Nema approves Sh125m fence to control Tsavo park elephants

Tsavo National Park elephants

An elephant crosses the Tsavo East game drive along the Voi-Mwatate-Taveta road. 

Photo credit: File | Nation Media Group

The National Environment Management Authority (Nema) has approved the setting up of an electric fence to seal off a hole at a section of Tsavo East National Park which borders Makueni County.

Nema Director-General Mamo Boru Mamo approved the project after studying a report on the impact of the fence on the environment. The assessment now paves way for the installation of the two-strand elephant extrusion fence along River Mtito Andei.

Makueni County government is installing the 20-kilometre fence in collaboration with Tsavo Trust, an organisation which runs a conservancy in the area. They have two years to complete the project, according to Mr Mamo.

The county government has set aside Sh75 million in the 2021/2022 financial year, according to Environment Executive Julius Kaloi. Tsavo Trust has pledged an additional Sh50 million for the fencing project.

Human-wildlife conflict

"The fencing does not represent a direct boundary demarcation but it is purely for mitigating human-wildlife conflict in the community settled area," reads one of the conditions accompanying the approval licence which Nema issued on July 22.

The approval of the fencing comes as desperate residents threatened to take matters in their own hands in the wake of heightened attacks by elephants in the region. They have been demanding for action by Kenya Wildlife Service (KWS) rangers.

The jumbos, which reportedly roam the villages in herds of more than 20 daily, have destroyed acres of crops, houses and water tanks. They also disrupt learning in schools bordering the park and terrorise residents.

Ms Christine Syombua, a rain water harvesting champion who had turned her farmland in Yindundu Village into an oasis teeming with assorted fruit trees, is among the latest victims of the heightened human-wildlife conflict.

"The elephants destroyed all the bananas, papayas and avocados in our orchard and damaged an expensive irrigation system," a distraught Ms Syombua recently told the Nation at her farm.

Food aid

Apart from losing her only source of livelihood, Ms Syombua has joined hundreds of her neighbours who are in dire need of food aid following the destruction of their crops by elephants.

Tourism and Wildlife Cabinet Secretary Najib Balala pledged to increase KWS patrols in the Mtito Andei region following a heightened outcry after a rogue elephant killed a man in the region early this year.
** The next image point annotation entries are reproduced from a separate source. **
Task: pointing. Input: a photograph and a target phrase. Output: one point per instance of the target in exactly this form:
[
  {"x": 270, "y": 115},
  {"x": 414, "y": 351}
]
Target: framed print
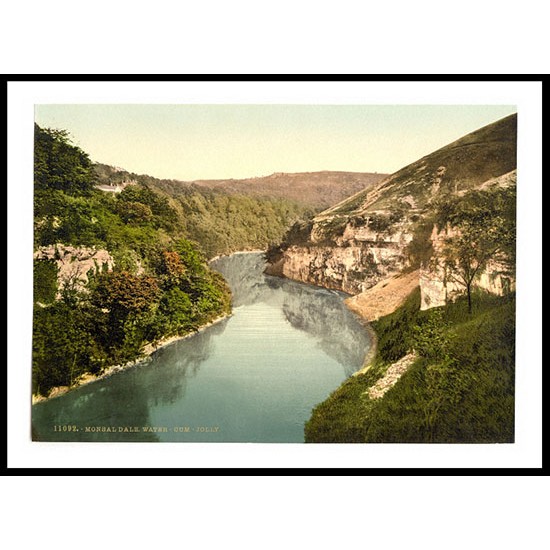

The wildlife agency enlisted a team of rangers from its Problematic Animals Management Unit to deal with the problem.

They pitched tent in the area but soon left after being unable to handle the situation, leaving behind the overwhelmed ordinary KWS teams patrolling the sprawling region.

It is now believed that the solar-powered fence will bring to an end the age-old problem of human-wildlife conflict in the region.